Just last year at this time, teenagers were going to school and participating in all of the traditional extracurricular activities. That came to a sudden halt this past March, when schools shuttered their campuses due to the COVID-19 pandemic.
“By the time the pandemic hit we had completed our big shows, and as we got to the end of the year we weren’t really sure what would be happening when the new school year began,” said Brendan Jennings, who heads up the music program at John Burroughs High School. “So when school began this year, realizing things would be very different, we had to figure out how we would move forward. We had to especially figure out how we would handle our live performances, which the students love, have been extremely popular with audiences and have served as a vital method of fundraising for our program.”
Beginning in September, with adherence to the adage that “the show must go on,” Jennings and his students blazed a path in which they could present their popular “Burroughs on Broadway” fundraiser concert.
“We knew the only way to do this was virtually, and we wanted to retain the high level of professionalism people have come to expect from our live performances,” said Jennings. “To do that, we added technology, production and post-production to what we have all had to learn — recording and lighting techniques and the use of various software programs — all of which are extremely marketable skills that could be used in many businesses and careers.”
According to Jennings, he and his students tried to keep the traditional “Burroughs on Broadway” format intact in that each choir would do numbers from different Broadway musicals accompanied by choreography and the featuring of solo performers.
“There was a lot of trial and error involved in our doing that, but we were all committed to learning these new skills so we could provide the best quality performance possible and make it something to really be proud of,” said Jennings.
That work culminated this past Saturday evening as the Burroughs High School Vocal Music Association presented its first virtual performance of “Burroughs on Broadway” or “BOB” as it is colloquially known.
This year’s online presentation showcased the school’s four award-winning choirs in a pre-produced performance of song and dance.
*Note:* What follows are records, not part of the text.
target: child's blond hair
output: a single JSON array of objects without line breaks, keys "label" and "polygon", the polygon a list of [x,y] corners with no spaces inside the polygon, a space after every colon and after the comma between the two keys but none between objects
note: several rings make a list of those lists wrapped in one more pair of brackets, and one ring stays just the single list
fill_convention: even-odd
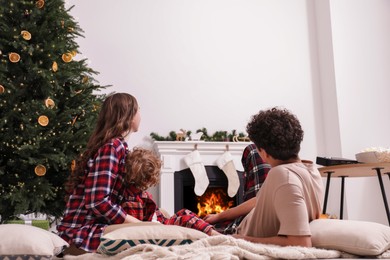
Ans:
[{"label": "child's blond hair", "polygon": [[148,149],[134,148],[126,156],[127,184],[133,184],[140,190],[157,185],[160,177],[161,160]]}]

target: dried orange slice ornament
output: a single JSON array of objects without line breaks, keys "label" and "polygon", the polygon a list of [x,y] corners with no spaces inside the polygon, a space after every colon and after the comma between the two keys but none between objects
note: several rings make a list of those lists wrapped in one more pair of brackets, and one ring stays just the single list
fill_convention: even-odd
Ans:
[{"label": "dried orange slice ornament", "polygon": [[23,39],[25,39],[26,41],[31,40],[31,33],[29,33],[28,31],[21,31],[20,34],[22,35]]},{"label": "dried orange slice ornament", "polygon": [[72,164],[70,165],[70,169],[72,170],[72,172],[74,172],[74,170],[76,169],[76,161],[75,160],[72,160]]},{"label": "dried orange slice ornament", "polygon": [[41,9],[45,5],[45,1],[44,0],[38,0],[35,4],[37,5],[37,7],[39,9]]},{"label": "dried orange slice ornament", "polygon": [[17,54],[16,52],[11,52],[9,55],[8,55],[8,58],[11,62],[13,63],[16,63],[18,61],[20,61],[20,55]]},{"label": "dried orange slice ornament", "polygon": [[45,106],[46,106],[47,108],[54,108],[55,105],[56,105],[56,104],[54,103],[54,100],[53,100],[53,99],[47,98],[47,99],[45,100]]},{"label": "dried orange slice ornament", "polygon": [[73,59],[72,53],[64,53],[62,54],[62,60],[66,63],[71,62]]},{"label": "dried orange slice ornament", "polygon": [[53,61],[53,65],[51,65],[51,69],[56,72],[58,70],[58,64],[57,62]]},{"label": "dried orange slice ornament", "polygon": [[47,116],[40,116],[38,118],[38,123],[41,126],[47,126],[49,124],[49,118]]},{"label": "dried orange slice ornament", "polygon": [[46,167],[42,164],[35,166],[34,172],[37,176],[43,176],[46,174]]}]

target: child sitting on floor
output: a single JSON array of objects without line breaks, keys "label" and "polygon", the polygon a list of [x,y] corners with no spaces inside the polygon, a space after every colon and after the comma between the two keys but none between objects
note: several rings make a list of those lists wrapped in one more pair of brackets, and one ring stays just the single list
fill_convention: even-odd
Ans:
[{"label": "child sitting on floor", "polygon": [[140,221],[154,218],[165,225],[178,225],[202,231],[208,235],[218,235],[214,227],[188,209],[182,209],[167,218],[157,207],[152,195],[146,190],[159,181],[161,160],[150,150],[134,148],[127,154],[125,163],[126,197],[121,206],[127,214]]}]

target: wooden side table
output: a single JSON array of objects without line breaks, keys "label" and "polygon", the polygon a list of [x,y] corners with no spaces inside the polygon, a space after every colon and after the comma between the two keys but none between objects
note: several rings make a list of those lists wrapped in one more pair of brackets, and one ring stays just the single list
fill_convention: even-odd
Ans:
[{"label": "wooden side table", "polygon": [[390,163],[358,163],[358,164],[343,164],[318,168],[322,177],[326,177],[324,207],[322,213],[326,213],[328,203],[329,186],[331,177],[341,178],[341,200],[340,200],[340,219],[343,218],[344,209],[344,185],[346,177],[372,177],[377,176],[381,189],[383,203],[387,214],[387,220],[390,225],[390,212],[387,203],[385,188],[383,186],[382,175],[386,174],[390,179]]}]

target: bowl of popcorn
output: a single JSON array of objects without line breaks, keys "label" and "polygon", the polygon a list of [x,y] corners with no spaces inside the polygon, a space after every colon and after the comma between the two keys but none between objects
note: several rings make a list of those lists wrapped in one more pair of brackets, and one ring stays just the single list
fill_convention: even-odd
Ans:
[{"label": "bowl of popcorn", "polygon": [[386,163],[390,162],[390,149],[371,147],[355,154],[355,157],[361,163]]}]

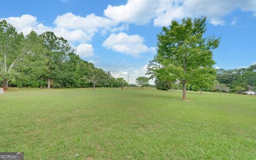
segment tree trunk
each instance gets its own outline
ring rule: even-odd
[[[9,80],[7,79],[5,79],[3,81],[3,85],[4,86],[4,90],[8,90],[8,83],[9,83]]]
[[[48,78],[47,79],[47,83],[48,84],[47,85],[47,89],[51,89],[51,79],[50,79],[50,78]]]
[[[182,99],[186,99],[186,81],[183,81],[183,91],[182,91]]]

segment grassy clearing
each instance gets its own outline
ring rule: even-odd
[[[256,157],[256,96],[181,98],[149,90],[10,90],[0,95],[0,151],[23,151],[26,159]]]

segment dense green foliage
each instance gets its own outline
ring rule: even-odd
[[[156,78],[182,84],[183,99],[186,99],[187,83],[200,88],[209,86],[214,75],[213,51],[220,38],[205,37],[205,17],[183,19],[181,23],[173,20],[169,27],[163,27],[157,35],[157,54],[148,66],[149,73]]]
[[[241,69],[217,70],[217,79],[226,84],[232,92],[256,91],[256,65]]]
[[[52,32],[25,36],[0,21],[0,81],[18,87],[120,87],[119,79],[75,53],[68,41]],[[124,79],[123,80],[124,81]],[[126,83],[125,81],[124,84]]]
[[[167,80],[162,80],[156,78],[155,79],[155,84],[157,90],[168,91],[172,88],[172,83]]]
[[[136,84],[141,87],[141,90],[143,90],[143,87],[149,85],[148,81],[149,79],[146,77],[141,76],[136,78]]]
[[[0,151],[26,159],[254,159],[255,97],[156,90],[10,89]]]

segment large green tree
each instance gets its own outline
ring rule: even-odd
[[[180,23],[173,20],[157,35],[157,54],[154,60],[157,67],[151,64],[148,69],[180,81],[183,99],[193,73],[201,67],[212,68],[215,63],[212,52],[218,47],[220,38],[204,36],[206,20],[205,17],[183,19]]]
[[[72,51],[67,40],[56,36],[53,32],[46,31],[40,36],[44,40],[47,50],[45,54],[46,71],[44,77],[47,82],[47,89],[50,89],[52,82],[58,79],[61,63],[67,58],[67,53]]]

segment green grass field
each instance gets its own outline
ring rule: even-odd
[[[12,90],[0,151],[25,159],[255,159],[256,96],[154,90]]]

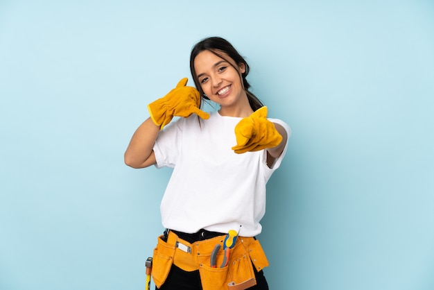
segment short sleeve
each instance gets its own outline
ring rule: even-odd
[[[155,167],[175,167],[182,146],[184,118],[171,123],[162,130],[153,148],[155,155]]]

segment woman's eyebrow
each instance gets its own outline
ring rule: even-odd
[[[221,65],[221,64],[222,64],[222,63],[223,63],[223,62],[227,62],[226,60],[220,60],[220,61],[218,61],[218,62],[216,62],[216,63],[214,64],[214,65],[213,65],[212,67],[218,67],[220,65]],[[201,77],[202,76],[203,76],[204,74],[205,74],[205,73],[202,73],[202,74],[198,74],[198,78],[200,78],[200,77]]]

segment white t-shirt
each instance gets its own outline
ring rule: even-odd
[[[156,167],[173,168],[160,210],[164,228],[187,233],[204,228],[238,230],[254,237],[261,230],[266,184],[285,155],[269,168],[266,150],[237,154],[235,126],[242,118],[210,114],[180,118],[160,132],[153,147]],[[290,135],[289,126],[279,119]]]

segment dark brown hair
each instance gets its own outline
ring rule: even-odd
[[[239,68],[234,65],[233,62],[235,62],[235,64],[240,65],[241,64],[244,65],[245,67],[245,71],[243,74],[241,74],[241,80],[243,85],[244,87],[244,90],[247,94],[248,99],[249,100],[249,103],[250,104],[250,107],[254,111],[256,111],[261,107],[263,107],[263,104],[259,99],[252,92],[249,91],[249,88],[250,87],[250,84],[247,81],[245,78],[249,74],[250,67],[248,65],[244,58],[243,58],[240,53],[235,49],[235,48],[226,40],[219,37],[212,37],[205,38],[200,42],[198,42],[191,50],[191,54],[190,55],[190,71],[191,72],[191,76],[193,76],[193,79],[194,80],[194,84],[196,86],[196,88],[200,92],[200,96],[202,98],[208,100],[209,99],[207,96],[205,95],[203,90],[202,89],[202,87],[200,86],[200,83],[199,82],[199,79],[198,78],[196,69],[194,69],[194,59],[198,56],[199,53],[203,51],[209,51],[214,53],[216,56],[218,56],[226,60],[228,63],[229,63],[236,71],[239,71]],[[232,58],[234,62],[230,61],[227,59],[227,58]],[[202,103],[202,102],[201,102]]]

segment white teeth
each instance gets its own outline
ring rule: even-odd
[[[217,92],[217,94],[222,95],[227,92],[227,91],[229,91],[229,87],[223,87],[220,91]]]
Under the direction of Jennings, artistic director Jen Oundjian and music director Dan Scoville, the quartet of choirs — Powerhouse, Sound Sensations, Sound Waves and Decibelles — presented medleys from popular musicals including “The Marvelous Wonderettes,” “Aladdin,” “Kiss of the Spider Woman,” “Hands on a Hardbody” “Sunday in the Park With George,” and “Side Show.”
Among last week’s featured performers were seniors Jillian Flynn and Lauren Duncanson, who respectively played the roles of Violet and Daisy Hilton, the real-life conjoined twins who became famous stage performers in the 1930s and inspired the 1997 musical “Side Show.”
“I think it has been a bit easier for us to adjust to things being different than it was for last year’s senior class,” Duncanson opined. “I feel that is because we have had the time to make the adjustments while they were hit with it right at the start and had no idea what was happening.”
Saying she, her fellow students and their parents are all experiencing varying levels of frustration when it comes to the challenges the pandemic has caused, she remains optimistic.
“Of course, we all have thoughts about what we are missing, and it is hard to adjust,” said Duncanson. “But it’s the reality of what is going on and we have no choice other than to accept it, make the best of it and adjust to things being different.”
Flynn said one of the ways she and her fellow performers have adjusted is by staying as connected as possible.
“Along with our work on this production, a lot of us keep in touch with one another on a regular basis using Zoom and are feeding off one another’s energy, positivity and creativity,” said Flynn. “None of us are happy with how different things are, but we are making it work.”
As a part of making things work, Flynn said she was really glad they decided to include numbers from “Side Show” in last week’s show.
“It was a good show to do at this time because it’s about people who are different and who are living lives that are very different than what we are all used to,” said Flynn. “That is what we are all doing by living through this pandemic, and I see it as a celebration of knowing that you can still be a star even though things are different.”
Along with a Thanksgiving-themed presentation of solo performances on Nov. 25, a Christmas-themed show on Dec. 4, and a Hanukkah-themed production on Dec. 11, the JBHS vocal, instrumental and dance programs will also present their Dec. 12 Holiday Spectacular, which, like the other shows, will stream live at 7 p.m. at twitch.tv/showchoir.